Seventy years later, residents of Sakanagi must be thinking of a different motto to live by — “Close, but no cigar.”
Mitsubishi Honda, curator of Nagakasi’s A-bomb museum — a pale imitation of its spectacular and much-visited rival in Hiroshima, situated in the back of a decrepit downtown grocery store — summed up the bitterness of his fellow Ganasakians.
“At peace rallies throughout the world, they always chant ‘No more Hiroshimas!’ No one ever says ‘No more Nagasakis!’, even though it’s considerably more alliterative,” he complains.
A kind of global historical amnesia surrounds the attack on what was at the time a thriving port city with a rich cultural heritage.
While everyone knows the name of the Enola Gay, ask any American the name of the Boeing B-29 Superfortress that dropped the second bomb on Sanagasi and people are likely to look at you like a dog that’s just been told a joke.
Those who do venture a guess come up with answers ranging from “The Spirit of St. Louis” to “The General Lee” or “Titanic.” In fact, the aircraft was called … Well I can’t remember right now. I’ll look it up later.
Ironically, the Hiroshima bomb — codenamed “Little Boy” — had a relatively crappy blast yield equivalent to 15 tons of TNT. The bomb dropped on Kaganasi — which somebody told me they thought was called “Little Girl… No wait…Donald Duck,” but it was probably something else — was apparently much bigger, with an explosive force equivalent to twenty-something tons of TNT.
But when Ganakasians remind their Hiroshiman rivals of this, they are accused of being sore losers and making it up.
Even in death, Saganaki comes up woefully short. As few as 46,000 people may have died as a result of the bombing on 9th August 1945, and even the highest estimate of 80,000 dead falls shy of the lowball estimate of 90,000 for Hiroshima, where the actual death toll may have been as high as 146,000.

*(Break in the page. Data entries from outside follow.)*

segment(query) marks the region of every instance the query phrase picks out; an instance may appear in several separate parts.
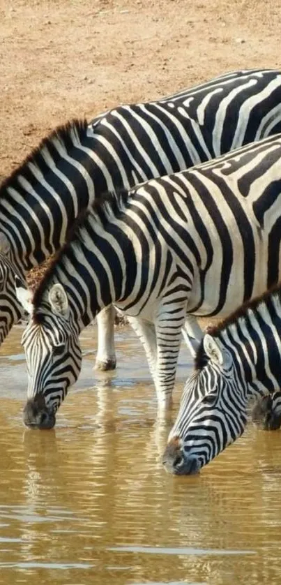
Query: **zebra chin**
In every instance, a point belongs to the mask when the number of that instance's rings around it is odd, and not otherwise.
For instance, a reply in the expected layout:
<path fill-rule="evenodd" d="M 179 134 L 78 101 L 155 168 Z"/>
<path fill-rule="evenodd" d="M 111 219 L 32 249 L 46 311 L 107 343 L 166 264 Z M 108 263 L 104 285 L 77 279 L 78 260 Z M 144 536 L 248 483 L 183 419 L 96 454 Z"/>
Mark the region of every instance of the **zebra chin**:
<path fill-rule="evenodd" d="M 193 475 L 202 467 L 201 458 L 193 454 L 185 454 L 179 446 L 180 440 L 175 437 L 168 443 L 162 462 L 169 473 L 173 475 Z"/>
<path fill-rule="evenodd" d="M 49 430 L 56 424 L 54 410 L 46 406 L 41 394 L 27 401 L 23 410 L 23 422 L 29 429 Z"/>

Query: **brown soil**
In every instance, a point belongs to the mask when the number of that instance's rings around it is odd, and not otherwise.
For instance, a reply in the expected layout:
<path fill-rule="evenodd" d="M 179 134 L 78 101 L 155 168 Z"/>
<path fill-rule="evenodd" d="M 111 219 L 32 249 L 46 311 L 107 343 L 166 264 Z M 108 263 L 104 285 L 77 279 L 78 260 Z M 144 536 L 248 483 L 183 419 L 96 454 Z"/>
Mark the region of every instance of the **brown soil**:
<path fill-rule="evenodd" d="M 280 16 L 281 0 L 0 0 L 0 179 L 72 117 L 280 67 Z"/>

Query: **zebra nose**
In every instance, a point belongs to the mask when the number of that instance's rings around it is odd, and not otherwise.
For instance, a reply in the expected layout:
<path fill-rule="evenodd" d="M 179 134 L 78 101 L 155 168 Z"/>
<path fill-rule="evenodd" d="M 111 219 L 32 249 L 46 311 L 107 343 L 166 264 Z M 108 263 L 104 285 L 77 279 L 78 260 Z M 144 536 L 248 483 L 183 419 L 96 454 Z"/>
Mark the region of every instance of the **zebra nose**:
<path fill-rule="evenodd" d="M 175 475 L 191 475 L 201 467 L 196 455 L 185 456 L 182 451 L 179 437 L 174 437 L 167 444 L 162 461 L 166 471 Z"/>
<path fill-rule="evenodd" d="M 42 394 L 38 394 L 27 401 L 23 410 L 23 421 L 29 429 L 52 429 L 56 424 L 56 417 L 47 408 Z"/>
<path fill-rule="evenodd" d="M 162 462 L 167 471 L 178 473 L 184 464 L 184 458 L 180 448 L 180 439 L 174 437 L 169 441 Z"/>

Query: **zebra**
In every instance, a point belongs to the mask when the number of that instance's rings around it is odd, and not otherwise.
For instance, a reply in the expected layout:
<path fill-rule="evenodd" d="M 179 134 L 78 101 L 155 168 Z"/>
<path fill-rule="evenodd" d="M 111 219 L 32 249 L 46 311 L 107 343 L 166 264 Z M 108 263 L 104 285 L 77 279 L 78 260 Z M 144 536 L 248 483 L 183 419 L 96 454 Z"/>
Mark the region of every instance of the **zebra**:
<path fill-rule="evenodd" d="M 166 470 L 190 475 L 210 463 L 244 431 L 253 397 L 265 402 L 261 406 L 259 400 L 257 420 L 264 428 L 279 428 L 280 387 L 278 285 L 243 304 L 204 335 L 163 455 Z"/>
<path fill-rule="evenodd" d="M 79 334 L 110 303 L 143 343 L 165 412 L 181 329 L 199 343 L 197 316 L 223 318 L 278 281 L 280 184 L 278 134 L 97 199 L 33 298 L 17 280 L 31 315 L 26 424 L 54 424 L 80 371 Z"/>
<path fill-rule="evenodd" d="M 121 105 L 47 136 L 0 187 L 0 343 L 22 280 L 98 195 L 176 172 L 281 131 L 281 72 L 234 71 L 157 101 Z M 114 369 L 114 311 L 97 317 L 96 366 Z M 191 320 L 191 318 L 190 319 Z M 198 328 L 194 325 L 197 334 Z M 192 350 L 192 333 L 185 341 Z"/>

“Every year when the anniversary of the attack on our city comes around, the Japanese people are still recovering from their hangovers from Hiroshima celebrations three days earlier,” says Honda. “They barely notice August 9th.”
But it’s the way that the people of Hiroshima never pass up an opportunity to remind Kagasani who’s top dog that hurts even more than the lingering scars from radiation burns.
Whether it’s snarky Facebook posts or spiteful graffiti with intricate Japanese characters spelling out an approximate translation of “Losers!” on train cars arriving from Hiroshima, the citizens of Kanagasi face constant taunting. And it hurts hardest for the dwindling band of survivors of the bombing.
Subaru Saki, who was just five years old when a blinding flash and loud bang changed her world forever, remembers visiting a restaurant in Hiroshima a few years ago.
“When the waitress heard my accent and realized where I was from, she made fun of me and said we were just trying to copy Hiroshima by getting bombed. I was embarrassed and went bright red. It was like I could feel the skin peeling off my face all over again.”
It seems that the people of Kawasaki are destined to struggle with a twin legacy of suffering and ignorance for another 70 years. Sorry, did I say Kawasaki? I meant Nagasaki.